1. 燃料ポンプの部品番号(純正パーツ)
ホンダの純正パーツリストに基づいた、MC51型の燃料ポンプ関連の型番は以下の通りです。
燃料ポンプASSY(アッセンブリー)
ポンプ本体、フィルター、燃圧レギュレーター、燃料ゲージのフロートが一体となったセットです。
- 型番:16700-K64-N04
- (旧型番:16700-K64-N01 / 16700-K64-N02 / 16700-K64-N03 から統合・変更されています)
- 価格目安: 約35,000円 〜 40,000円前後(過去の価格を見ると年数がたつほどに値段が上がっていっています。)
ポンプユニット(中のモーター単体)
ホンダ純正では「ポンプ内部のモーターのみ」という単品販売の設定はありません。基本的には上記のASSY交換が推奨されます。しかし、修理費用を抑えるために、内部のポンプのみを交換する手法も一般的です。
- 内部ポンプ単体(参考): 純正採用されているポンプのベースはミツバ(MITSUBA)製や京浜(KEIHIN)製が主流ですが、MC51に適合する高品質な社外品(UC-T35相当など)が「ポンプ単体修理キット」として流通しています。
注意: 燃料ポンプのパッキン(Oリング)は再利用不可です。ASSY交換でない場合は、必ず**ベースパッキン(型番:17540-KZZ-900 / 17540-KPN-A71等)**を別途用意してください。
燃料ポンプの分解
可能ならホンダの燃料ポンプASSYの部品リストを拡大してみてほしいです。


裏表のねじを取って赤と緑の端子を抜いて、とがってるプラスチックを裏表ともに内側に押し込みながら引き抜けば分解できます。



このポンプが型番「UC-T35」です。注文する際にポンプの下に写っている燃料フィルタのありなしがあるので気を付けてください。フィルタがきれいならポンプだけの交換でも大丈夫です。
さびさびのタンクに使っていた燃料フィルタはぜんぜん使い物になる気配がしませんでした。その後、燃料ポンプASSYの中古を購入したのですが、ポンプが動かず、ポンプのみの交換となりました。

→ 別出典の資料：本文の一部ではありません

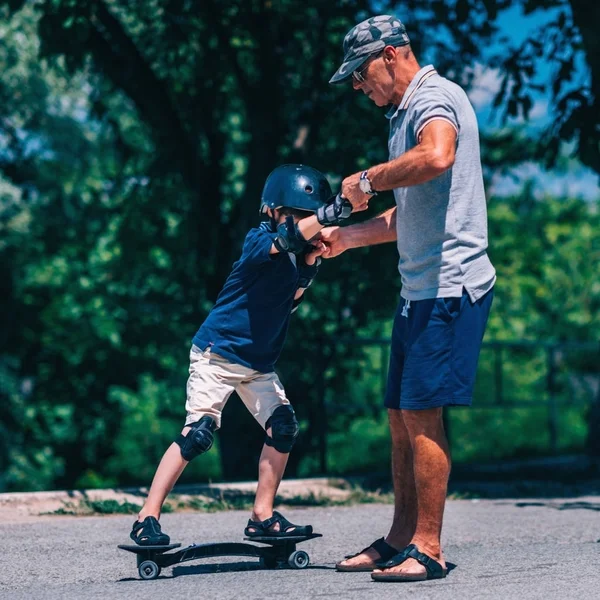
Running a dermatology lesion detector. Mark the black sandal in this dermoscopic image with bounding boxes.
[129,517,171,546]
[244,510,312,537]
[371,544,447,581]
[345,538,398,564]
[335,538,398,573]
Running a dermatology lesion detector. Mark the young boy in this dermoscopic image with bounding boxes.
[130,165,352,545]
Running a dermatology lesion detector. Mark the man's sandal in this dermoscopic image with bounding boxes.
[244,510,312,537]
[129,517,171,546]
[371,544,447,581]
[335,538,398,572]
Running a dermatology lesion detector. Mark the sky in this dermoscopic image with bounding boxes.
[469,2,600,200]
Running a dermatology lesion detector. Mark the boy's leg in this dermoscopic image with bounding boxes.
[236,372,298,533]
[138,427,191,521]
[134,346,242,538]
[251,427,289,530]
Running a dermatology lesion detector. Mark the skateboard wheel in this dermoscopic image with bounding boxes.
[260,556,277,569]
[138,560,160,579]
[288,550,310,569]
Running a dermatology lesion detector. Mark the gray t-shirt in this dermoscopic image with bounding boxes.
[386,65,496,301]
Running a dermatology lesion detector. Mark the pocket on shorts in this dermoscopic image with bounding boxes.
[435,297,462,324]
[191,344,212,358]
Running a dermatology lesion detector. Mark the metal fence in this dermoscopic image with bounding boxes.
[317,338,600,473]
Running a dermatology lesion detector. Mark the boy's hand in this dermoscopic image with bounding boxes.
[296,240,326,289]
[319,227,346,258]
[316,192,352,225]
[304,240,327,267]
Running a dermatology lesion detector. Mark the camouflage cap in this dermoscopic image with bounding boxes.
[329,15,410,83]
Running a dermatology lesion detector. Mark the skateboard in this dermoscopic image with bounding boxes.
[118,533,323,579]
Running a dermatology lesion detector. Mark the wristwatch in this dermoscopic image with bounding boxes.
[358,171,377,196]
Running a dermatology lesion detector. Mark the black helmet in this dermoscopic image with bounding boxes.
[260,165,332,214]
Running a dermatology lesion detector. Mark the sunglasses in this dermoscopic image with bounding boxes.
[352,50,383,83]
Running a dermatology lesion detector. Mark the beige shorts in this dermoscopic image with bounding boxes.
[185,345,290,429]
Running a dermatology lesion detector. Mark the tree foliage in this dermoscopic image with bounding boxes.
[0,0,598,489]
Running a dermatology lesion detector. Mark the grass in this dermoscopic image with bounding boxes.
[44,486,393,516]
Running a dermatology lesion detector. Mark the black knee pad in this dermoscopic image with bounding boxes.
[175,416,217,461]
[265,404,300,454]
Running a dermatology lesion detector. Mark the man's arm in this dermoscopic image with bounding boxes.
[342,120,456,206]
[320,206,397,258]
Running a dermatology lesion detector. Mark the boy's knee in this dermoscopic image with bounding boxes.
[265,404,300,454]
[175,416,217,462]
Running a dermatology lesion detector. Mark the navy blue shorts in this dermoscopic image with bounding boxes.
[385,289,494,410]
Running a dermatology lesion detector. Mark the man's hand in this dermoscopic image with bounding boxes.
[342,173,371,212]
[316,193,352,225]
[304,240,327,267]
[320,227,348,258]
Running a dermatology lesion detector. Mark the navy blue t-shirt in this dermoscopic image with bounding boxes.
[193,223,298,373]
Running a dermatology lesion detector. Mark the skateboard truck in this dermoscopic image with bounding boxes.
[118,533,322,579]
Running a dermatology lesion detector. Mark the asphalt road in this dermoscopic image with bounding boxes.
[0,497,600,600]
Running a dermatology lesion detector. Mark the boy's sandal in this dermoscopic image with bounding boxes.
[371,544,447,581]
[244,510,312,537]
[335,538,398,572]
[129,517,171,546]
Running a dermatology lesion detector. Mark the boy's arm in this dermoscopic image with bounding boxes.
[269,194,352,254]
[292,241,327,312]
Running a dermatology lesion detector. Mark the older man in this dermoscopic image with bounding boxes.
[322,15,496,581]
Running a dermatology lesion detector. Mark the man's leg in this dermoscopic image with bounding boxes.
[376,408,450,576]
[385,409,417,549]
[338,409,417,569]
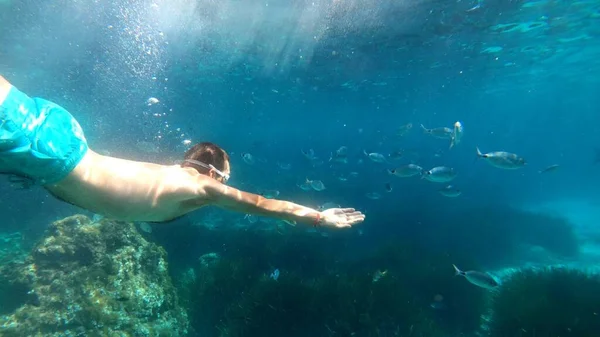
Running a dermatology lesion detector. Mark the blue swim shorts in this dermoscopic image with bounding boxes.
[0,87,88,185]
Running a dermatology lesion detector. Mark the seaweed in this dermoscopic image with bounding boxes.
[489,267,600,337]
[182,232,484,337]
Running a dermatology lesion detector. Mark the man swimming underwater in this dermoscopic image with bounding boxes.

あまりにも状態のよくない燃料ポンプASSYの場合Oリングも変えたほうがいいです。
2. 燃料ポンプ故障の代表的な症状
以下のような症状が出た場合、燃料ポンプの寿命や詰まりが疑われます。
- イグニッションONで「ウィーン」という音がしない: タンク内のポンプが作動していない証拠です。あまりお勧めしませんが燃料ポンプASSYでバッテリー12Vを少し流してみてポンプが動いているか確認できます。

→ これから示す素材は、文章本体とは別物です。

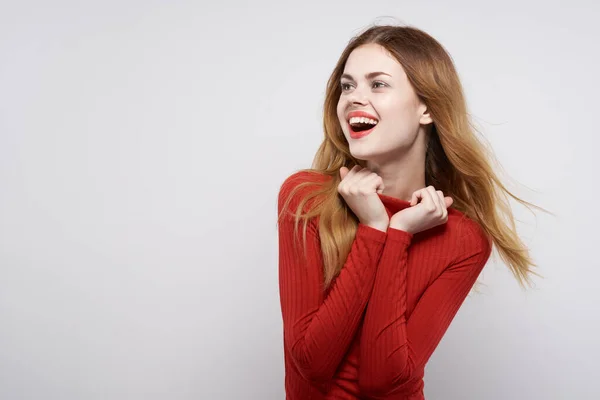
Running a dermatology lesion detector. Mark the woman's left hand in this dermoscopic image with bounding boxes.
[390,186,454,234]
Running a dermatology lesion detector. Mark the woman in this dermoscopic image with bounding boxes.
[278,26,535,400]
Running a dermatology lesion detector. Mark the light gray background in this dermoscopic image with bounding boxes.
[0,0,600,400]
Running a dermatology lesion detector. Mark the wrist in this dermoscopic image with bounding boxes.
[389,219,412,233]
[363,221,389,232]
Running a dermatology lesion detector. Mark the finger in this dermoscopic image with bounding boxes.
[362,172,385,193]
[435,190,448,218]
[426,185,442,211]
[444,196,454,208]
[411,188,433,208]
[421,188,437,211]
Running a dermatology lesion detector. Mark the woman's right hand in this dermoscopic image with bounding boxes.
[338,165,390,232]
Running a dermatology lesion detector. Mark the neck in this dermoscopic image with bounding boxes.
[367,136,425,202]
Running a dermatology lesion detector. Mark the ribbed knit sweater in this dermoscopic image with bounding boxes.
[278,172,492,400]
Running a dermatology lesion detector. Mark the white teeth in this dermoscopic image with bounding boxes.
[348,117,377,125]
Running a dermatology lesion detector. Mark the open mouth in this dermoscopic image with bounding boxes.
[348,117,379,137]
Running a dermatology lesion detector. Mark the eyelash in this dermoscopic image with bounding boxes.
[340,81,387,91]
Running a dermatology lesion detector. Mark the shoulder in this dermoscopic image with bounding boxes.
[448,209,492,261]
[278,170,331,212]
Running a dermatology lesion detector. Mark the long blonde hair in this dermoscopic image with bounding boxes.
[278,25,546,289]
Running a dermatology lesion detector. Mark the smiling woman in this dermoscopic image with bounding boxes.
[278,22,539,400]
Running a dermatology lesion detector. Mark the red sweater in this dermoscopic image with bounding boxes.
[278,172,491,400]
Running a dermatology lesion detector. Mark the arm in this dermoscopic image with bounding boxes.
[279,179,386,382]
[359,222,491,399]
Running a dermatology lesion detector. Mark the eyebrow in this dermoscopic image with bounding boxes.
[342,71,392,81]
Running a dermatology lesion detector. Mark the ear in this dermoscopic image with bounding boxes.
[419,105,433,125]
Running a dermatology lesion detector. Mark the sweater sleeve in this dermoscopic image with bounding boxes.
[278,179,386,383]
[359,222,491,400]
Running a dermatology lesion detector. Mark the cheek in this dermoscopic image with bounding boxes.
[377,98,416,126]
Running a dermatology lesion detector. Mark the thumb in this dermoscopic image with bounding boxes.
[340,167,348,180]
[444,196,454,208]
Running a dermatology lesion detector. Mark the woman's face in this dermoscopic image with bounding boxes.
[337,44,431,161]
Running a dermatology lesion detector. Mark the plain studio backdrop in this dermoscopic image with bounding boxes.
[0,0,600,400]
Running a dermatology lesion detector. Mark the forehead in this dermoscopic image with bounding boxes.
[344,43,404,78]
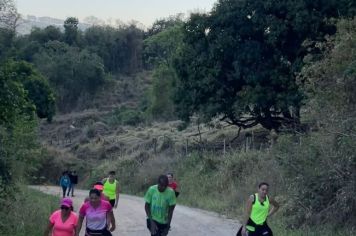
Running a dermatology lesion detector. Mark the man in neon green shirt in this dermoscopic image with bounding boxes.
[145,175,176,236]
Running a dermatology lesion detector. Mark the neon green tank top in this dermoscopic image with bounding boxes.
[246,193,270,231]
[103,179,117,200]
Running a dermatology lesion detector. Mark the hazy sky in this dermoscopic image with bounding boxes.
[15,0,217,26]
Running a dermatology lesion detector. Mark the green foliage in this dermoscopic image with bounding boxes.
[4,61,55,121]
[28,25,63,44]
[109,106,144,126]
[63,17,80,45]
[146,64,176,120]
[144,20,183,120]
[276,19,356,228]
[0,62,30,126]
[175,0,355,129]
[84,25,143,74]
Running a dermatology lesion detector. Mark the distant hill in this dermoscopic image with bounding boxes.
[17,15,91,34]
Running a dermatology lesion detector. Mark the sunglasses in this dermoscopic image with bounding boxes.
[61,206,70,210]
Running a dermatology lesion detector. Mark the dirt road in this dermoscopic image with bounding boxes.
[32,186,239,236]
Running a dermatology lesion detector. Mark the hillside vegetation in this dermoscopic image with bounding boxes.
[0,0,356,235]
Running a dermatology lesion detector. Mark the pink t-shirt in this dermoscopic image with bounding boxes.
[79,200,112,230]
[49,210,78,236]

- エンジンが冷えている時はかかるが、温まると止まる: モーターの熱固着による典型的な故障パターンです。
- 高回転域でパワーが出ない(ボコつく): 燃圧が足りず、十分なガソリンを噴射できていない可能性があります。
- 突然のエンスト: 走行中にポンプが停止し、再始動できなくなります。
3. 修理・交換作業のポイント
CBR250RR(MC51)の燃料ポンプは、ガソリンタンクの底面に取り付けられています。
作業の手順(概要)
- 残ガソリンの抜き取り: 作業性を上げるため、可能な限りガソリンを抜きます。
- タンクの持ち上げ・取り外し: シートを外し、タンクを固定しているボルトを抜いて持ち上げます。
- 燃圧保持の解除: 燃料ホースを抜く前に、燃圧を抜かないとガソリンが噴き出すため注意が必要です。
- ポンプの引き抜き: タンク底部のボルト(6本程度)を均等に緩め、ポンプASSYをゆっくり引き抜きます。この際、燃料ゲージのフロートアームを曲げないよう慎重に行ってください。
4. 費用と工賃の目安
ショップに依頼した場合の概算費用です。
- 純正ASSY交換の場合:
- 部品代:約38,000円
- 工賃:約8,000円 〜 12,000円
- 合計:約46,000円 〜 50,000円
- 社外ポンプのみDIY交換の場合:
- 部品代:約5,000円 〜 10,000円
- 合計:約10,000円以下(ただし自己責任となります)
アドバイス
MC51は高回転まで回る繊細なエンジンです。信頼性を重視するのであれば、「16700-K64-N04」のASSY交換をおすすめします。特に中古車で購入して履歴が不明な場合は、フィルターの目詰まりも解消されるため、走りが劇的にスムーズになることがあります。